Az Çiğnemek

By | 26 Eylül 2014

feraceler

 

az çiğnemek

Sindirim, ağızda tükürük bezlerinin salgıladığı fermentler ile başlar. Or­ganik asitler,  aromatik maddeler ve tuzlar çiğneme sırasında fermentlerle karışır ve bir kısmı ağızdaki  kılcal damarlara süzülür. Karbohidratların ağız­da başlayan sindirimi midede aynı  enzimlerle devam eder.
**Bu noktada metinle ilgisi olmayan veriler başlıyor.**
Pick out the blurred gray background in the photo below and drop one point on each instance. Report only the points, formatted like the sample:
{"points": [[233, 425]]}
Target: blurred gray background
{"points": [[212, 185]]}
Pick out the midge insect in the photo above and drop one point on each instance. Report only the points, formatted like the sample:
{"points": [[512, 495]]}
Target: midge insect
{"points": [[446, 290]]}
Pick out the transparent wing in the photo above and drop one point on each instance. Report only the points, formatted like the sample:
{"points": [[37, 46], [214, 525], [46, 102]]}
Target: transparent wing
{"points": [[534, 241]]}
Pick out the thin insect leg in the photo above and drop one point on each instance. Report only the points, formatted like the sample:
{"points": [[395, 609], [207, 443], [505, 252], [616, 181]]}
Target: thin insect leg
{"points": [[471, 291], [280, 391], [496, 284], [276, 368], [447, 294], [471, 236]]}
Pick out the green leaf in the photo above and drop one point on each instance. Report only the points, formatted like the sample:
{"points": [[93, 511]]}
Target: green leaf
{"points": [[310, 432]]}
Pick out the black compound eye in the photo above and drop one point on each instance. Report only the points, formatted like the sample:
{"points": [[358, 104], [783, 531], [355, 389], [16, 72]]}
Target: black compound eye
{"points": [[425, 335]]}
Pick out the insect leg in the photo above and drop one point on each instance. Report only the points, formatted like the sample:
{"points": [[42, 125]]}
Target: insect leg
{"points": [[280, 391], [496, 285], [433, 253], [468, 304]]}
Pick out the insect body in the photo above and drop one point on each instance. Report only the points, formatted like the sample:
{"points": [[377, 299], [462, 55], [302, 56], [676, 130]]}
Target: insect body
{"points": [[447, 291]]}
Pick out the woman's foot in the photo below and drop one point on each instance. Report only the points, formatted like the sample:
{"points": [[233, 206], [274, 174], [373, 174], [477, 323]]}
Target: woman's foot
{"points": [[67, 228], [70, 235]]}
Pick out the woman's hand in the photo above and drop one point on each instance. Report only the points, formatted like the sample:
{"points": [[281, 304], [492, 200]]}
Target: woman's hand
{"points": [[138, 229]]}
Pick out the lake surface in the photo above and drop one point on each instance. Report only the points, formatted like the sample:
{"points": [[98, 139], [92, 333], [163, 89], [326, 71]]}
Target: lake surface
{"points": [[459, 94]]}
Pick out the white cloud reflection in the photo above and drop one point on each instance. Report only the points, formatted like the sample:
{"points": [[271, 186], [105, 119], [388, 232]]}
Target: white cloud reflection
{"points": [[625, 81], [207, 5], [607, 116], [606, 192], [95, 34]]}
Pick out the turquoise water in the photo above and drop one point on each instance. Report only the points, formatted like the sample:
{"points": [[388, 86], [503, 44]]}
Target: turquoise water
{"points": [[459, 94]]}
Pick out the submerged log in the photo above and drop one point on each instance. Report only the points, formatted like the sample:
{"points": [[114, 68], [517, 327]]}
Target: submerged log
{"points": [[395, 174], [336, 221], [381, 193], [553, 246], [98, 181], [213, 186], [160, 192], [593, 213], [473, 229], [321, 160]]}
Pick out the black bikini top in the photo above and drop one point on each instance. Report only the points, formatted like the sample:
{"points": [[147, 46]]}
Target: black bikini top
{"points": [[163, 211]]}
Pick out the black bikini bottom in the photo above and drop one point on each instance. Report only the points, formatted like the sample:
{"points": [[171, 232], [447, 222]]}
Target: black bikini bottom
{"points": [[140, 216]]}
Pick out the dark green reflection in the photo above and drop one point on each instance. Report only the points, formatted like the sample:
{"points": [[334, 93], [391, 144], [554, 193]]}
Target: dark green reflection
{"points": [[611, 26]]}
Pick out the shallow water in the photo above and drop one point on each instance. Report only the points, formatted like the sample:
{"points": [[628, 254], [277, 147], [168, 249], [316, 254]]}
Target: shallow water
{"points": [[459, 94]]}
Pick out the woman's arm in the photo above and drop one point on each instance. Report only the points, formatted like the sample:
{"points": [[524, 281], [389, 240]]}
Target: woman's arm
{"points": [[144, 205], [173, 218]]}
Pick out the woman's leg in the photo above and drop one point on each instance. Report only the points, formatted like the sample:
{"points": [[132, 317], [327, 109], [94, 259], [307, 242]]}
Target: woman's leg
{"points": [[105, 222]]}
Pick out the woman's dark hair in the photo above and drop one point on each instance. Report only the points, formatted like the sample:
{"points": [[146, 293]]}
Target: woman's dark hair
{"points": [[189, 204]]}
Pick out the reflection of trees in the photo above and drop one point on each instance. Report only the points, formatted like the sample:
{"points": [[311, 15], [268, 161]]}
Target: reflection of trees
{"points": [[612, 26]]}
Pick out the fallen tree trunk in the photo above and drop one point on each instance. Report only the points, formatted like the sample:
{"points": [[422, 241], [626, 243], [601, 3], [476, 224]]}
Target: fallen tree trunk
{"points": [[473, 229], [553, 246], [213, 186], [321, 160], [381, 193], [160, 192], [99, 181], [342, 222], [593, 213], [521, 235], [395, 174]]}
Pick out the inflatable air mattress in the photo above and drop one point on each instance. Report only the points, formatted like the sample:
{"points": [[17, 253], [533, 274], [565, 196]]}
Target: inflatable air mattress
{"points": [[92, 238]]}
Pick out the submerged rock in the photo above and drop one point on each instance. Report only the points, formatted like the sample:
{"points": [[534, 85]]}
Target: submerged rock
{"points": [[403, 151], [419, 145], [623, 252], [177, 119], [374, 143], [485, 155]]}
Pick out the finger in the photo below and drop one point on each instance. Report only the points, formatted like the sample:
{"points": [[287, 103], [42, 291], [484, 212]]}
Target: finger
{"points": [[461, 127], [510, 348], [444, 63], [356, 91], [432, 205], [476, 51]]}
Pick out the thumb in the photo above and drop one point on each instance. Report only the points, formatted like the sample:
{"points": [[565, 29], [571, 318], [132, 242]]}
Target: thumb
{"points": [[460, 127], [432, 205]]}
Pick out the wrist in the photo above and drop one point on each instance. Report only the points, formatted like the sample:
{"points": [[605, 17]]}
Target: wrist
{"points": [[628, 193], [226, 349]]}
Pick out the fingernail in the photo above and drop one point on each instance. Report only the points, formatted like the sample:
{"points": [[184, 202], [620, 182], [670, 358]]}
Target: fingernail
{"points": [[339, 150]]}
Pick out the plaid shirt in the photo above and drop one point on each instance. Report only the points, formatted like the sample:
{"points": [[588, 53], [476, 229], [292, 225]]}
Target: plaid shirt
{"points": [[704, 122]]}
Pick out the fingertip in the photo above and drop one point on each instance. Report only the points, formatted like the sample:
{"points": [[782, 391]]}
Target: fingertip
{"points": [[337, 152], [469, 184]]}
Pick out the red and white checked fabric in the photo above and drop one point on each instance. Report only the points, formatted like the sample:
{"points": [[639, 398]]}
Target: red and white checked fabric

Alınan besinin kimyasal yapısı hakkında toplanan veriler ağızdaki aku­punktur noktaları  vasıtasıyla beyne gönderilir. Beyin bu bilgiyi analiz eder ve sindirimi buna göre  programlar. Besin ne kadar iyi çiğnenirse, beyin sindirim sistemini o derece iyi hazırlar.  Yeterince çiğnenen bir besinin ta­dı ve kokusu ağızda dağılır ve kaymağa benzer bir nesne  (kimus) haline ge­lir. Bu ise 15-40 çiğneme hareketi ile sağlanabilir.

Ağızda çok miktarda akupunktur noktası bulunur (her bir dişin dibinde 2’şer tane). Çiğneme esnasında besinlerden ayrılan enerji bu akupunktur  noktaları, vasıtasıyla vücudun genel enerji dolaşımına karışır. Bu yüzden kü­çük yudumlarla içmek ve küçük lokmalar halinde yemek gerekir.

Süt, et suyu, meyve-sebze suyu veya su küçük yudumlarla alınır, ağızda ılıtılır, tükürükle iyice karıştıktan sonra yutulur. Gıdalar yeterince çiğnen- mezse, sindirim ilk basamaktan itibaren bozulur.

Hızlı yiyen daha çok yemeye mecbur kalır, çünkü vücut sadece kimya­sal bağlantıları çözme işlemi sonucunda oluşan enerjiyi kullanır, ağızdaki akupunktur noktaları vasıtasıyla besinden alınması gereken enerjiyi kulla­namaz. İyi çiğnenmemiş yemek, kütleler halinde mideye gelir. Mide bu kütleleri hazmedemez, sadece çürütür. Taze ekmek, beyaz ekmek (özellikle kan grubu “0” için) ve et parçaları (özellikle kan grubu “A” için) en zararlısıdır.

Midede çürümeye başlayan kütleler ve parçalar bağırsaklara iner ve ora­da çürümeye devam eder. Bağırsaklardaki çürüme kandaki lökositleri (ak­yuvarlar) artırır. Bağışıklık sistemi bu duruma karşı koruma programı geliş­tirmek zorunda kalır. Bu hata, her yemekle birlikte tekrarlandıkça, bağışık­lık yetmezliğine kadar götürür.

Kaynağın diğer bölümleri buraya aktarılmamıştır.